私が築き上げた巨大な宗教国家。その崩壊すらも、私のシナリオの一部に過ぎない。 英雄として死ぬか、悪党として死ぬか。 どちらにせよ、私の死によって、教義は完成し、永遠となる。
「神は、全てを許される」
私が最期に放った言葉は、計算通り、広場の騒音を一瞬にして静寂へと変えた。 刃が落ちる。 視界が回転し、私の意識は暗転した。
完璧な人生だった。 そして、完璧な幕引きだった――はずだ。
「――起きなさい。大罪人よ」
冷徹な声が響いた。 目を開けると、そこは真っ白な空間だった。 足元には雲のようなものが漂い、目の前には、光り輝く女性が浮いている。
黄金の髪。透き通るような肌。背中には大きな翼。 誰がどう見ても「女神」としか形容できない存在が、侮蔑の眼差しで私を見下ろしていた。
「貴方の魂はあまりに汚れている。輪廻の輪に戻すことすら忌まわしい。ここで消滅させます」
事務的な口調だった。 手には分厚い台帳のようなものを持っている。 なるほど。
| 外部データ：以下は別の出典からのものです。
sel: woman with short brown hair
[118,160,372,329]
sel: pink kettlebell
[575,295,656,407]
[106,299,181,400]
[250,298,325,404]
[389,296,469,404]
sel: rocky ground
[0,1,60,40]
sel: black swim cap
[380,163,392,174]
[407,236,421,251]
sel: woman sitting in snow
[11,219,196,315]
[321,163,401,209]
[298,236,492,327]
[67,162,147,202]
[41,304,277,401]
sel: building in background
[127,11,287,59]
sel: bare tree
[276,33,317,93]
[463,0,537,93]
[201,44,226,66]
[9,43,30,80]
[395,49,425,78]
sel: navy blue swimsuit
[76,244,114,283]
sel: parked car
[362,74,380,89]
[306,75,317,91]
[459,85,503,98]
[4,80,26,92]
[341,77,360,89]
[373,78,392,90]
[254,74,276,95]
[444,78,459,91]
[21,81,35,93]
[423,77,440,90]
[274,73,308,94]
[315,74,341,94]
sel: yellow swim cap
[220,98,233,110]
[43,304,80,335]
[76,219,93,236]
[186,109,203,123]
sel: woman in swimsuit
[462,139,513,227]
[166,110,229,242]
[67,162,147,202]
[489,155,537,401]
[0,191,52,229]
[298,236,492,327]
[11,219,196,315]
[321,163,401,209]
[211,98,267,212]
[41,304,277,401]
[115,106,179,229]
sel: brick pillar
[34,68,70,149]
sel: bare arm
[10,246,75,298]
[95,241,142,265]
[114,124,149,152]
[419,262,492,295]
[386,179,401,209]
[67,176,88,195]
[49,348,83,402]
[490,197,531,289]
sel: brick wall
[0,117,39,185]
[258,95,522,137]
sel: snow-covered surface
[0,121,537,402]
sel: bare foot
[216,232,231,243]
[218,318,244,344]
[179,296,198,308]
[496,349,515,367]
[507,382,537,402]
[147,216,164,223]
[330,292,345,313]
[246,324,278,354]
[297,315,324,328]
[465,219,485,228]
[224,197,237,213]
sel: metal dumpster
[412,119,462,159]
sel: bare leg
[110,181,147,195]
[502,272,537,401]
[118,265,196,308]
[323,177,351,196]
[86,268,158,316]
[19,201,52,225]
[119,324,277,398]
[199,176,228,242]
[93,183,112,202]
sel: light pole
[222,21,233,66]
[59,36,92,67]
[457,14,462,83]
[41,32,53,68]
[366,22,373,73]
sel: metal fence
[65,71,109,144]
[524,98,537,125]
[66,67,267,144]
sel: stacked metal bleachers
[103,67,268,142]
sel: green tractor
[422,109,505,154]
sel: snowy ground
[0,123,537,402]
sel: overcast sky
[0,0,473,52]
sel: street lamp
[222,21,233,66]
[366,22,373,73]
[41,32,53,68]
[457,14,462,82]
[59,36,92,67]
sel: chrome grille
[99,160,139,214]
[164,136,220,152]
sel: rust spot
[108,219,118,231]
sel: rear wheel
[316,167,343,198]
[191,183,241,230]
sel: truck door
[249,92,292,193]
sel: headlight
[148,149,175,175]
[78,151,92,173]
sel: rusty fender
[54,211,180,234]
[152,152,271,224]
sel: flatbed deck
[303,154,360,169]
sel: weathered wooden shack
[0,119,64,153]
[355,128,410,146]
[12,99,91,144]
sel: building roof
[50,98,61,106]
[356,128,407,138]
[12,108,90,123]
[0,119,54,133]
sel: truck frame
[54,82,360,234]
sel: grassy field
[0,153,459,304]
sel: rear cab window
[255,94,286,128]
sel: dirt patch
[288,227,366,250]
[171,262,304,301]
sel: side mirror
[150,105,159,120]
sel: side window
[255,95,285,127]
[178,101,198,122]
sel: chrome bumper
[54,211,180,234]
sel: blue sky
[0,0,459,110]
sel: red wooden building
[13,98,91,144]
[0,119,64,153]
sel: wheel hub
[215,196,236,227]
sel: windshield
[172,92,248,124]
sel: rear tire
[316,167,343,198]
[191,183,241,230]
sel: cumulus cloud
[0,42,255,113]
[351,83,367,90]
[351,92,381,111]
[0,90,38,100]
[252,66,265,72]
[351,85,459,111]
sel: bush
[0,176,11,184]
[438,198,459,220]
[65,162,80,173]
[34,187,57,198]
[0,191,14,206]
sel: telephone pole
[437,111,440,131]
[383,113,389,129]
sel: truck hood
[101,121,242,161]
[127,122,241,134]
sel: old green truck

死後の世界、あるいは転生の前段階というやつか。
普通の人間なら、ここで泣き叫んで命乞いをするか、あるいは状況が飲み込めずに呆然とするだろう。 だが、私は違った。
私は瞬時に、目の前の「女神」を
……眉間に微かなシワ。 指先が台帳を叩くリズムが速い(イラ立ちのサイン)。 そして何より、これだけ美しい容姿をしているのに、どこか《疲労感》が漂っている。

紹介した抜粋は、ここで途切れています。